Only King Selassie

by • 10/11/2007 • RecensioniComments (0)451

Bisogna ammetterlo. Il roots sta vivendo un autentico momento d'oro, di vera e propria rinascita. E di questo ne sono estremamente felice perché ultimamente vigeva l'equazione reggae=hardcore dancehall, ignorando completamente la musica delle radici. Ma le ultime uscite roots di ottima qualità nel mercato discografico reggae stanno decisamente invertendo la rotta.
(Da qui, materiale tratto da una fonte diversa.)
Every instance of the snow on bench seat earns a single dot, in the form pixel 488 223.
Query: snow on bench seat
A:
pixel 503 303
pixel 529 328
Only King Selassie è l'ennesimo esempio di come si possa fare buona musica conscious ai giorni nostri. Un altro album per Ras Shiloh a brevissima distanza dal notevole Coming Home uscito per Vp. Questo Only King Selassie è talmente pregevole da poter essere giudicato come uno dei migliori 5 album roots dell'anno.

L'album è stato prodotto dal leggendario King Jammy presso il suo Waterhouse studio. È impressionante come lo zampino del produttore sia riconoscibile su questo lavoro, così come lo fu per gli altrettanto splendidi Waterhouse Redemption di Sizzla (disco indispensabile per chi ama la reggae music, fidatevi) e Jah Guide di Natural Black, sempre usciti per etichetta Greensleeves. Anche qui, infatti, sono presenti due riddim classici come I Love King Selassie e Sleng Teng.

Ras Shiloh nel suo ultimo lavoro ci presenta 15 tracce tutte molto ispirate. Le migliori sono certamente Rastaman To Africa, Praises To Jah e United We Stand, dove la calda voce del cantante dà sicuramente il meglio di sé.
Da notarsi, anche, in quest'album un maggiore marcamento vocale di Ras Shiloh dalla pedissequa emulazione del mai dimenticato Garnett Silk. Il giovane artista giamaicano sembra finalmente avere trovato uno stile tutto suo.

Un album caldamente raccomandato a tutti quelli un po' stufi dei martellanti ritmi dancehall!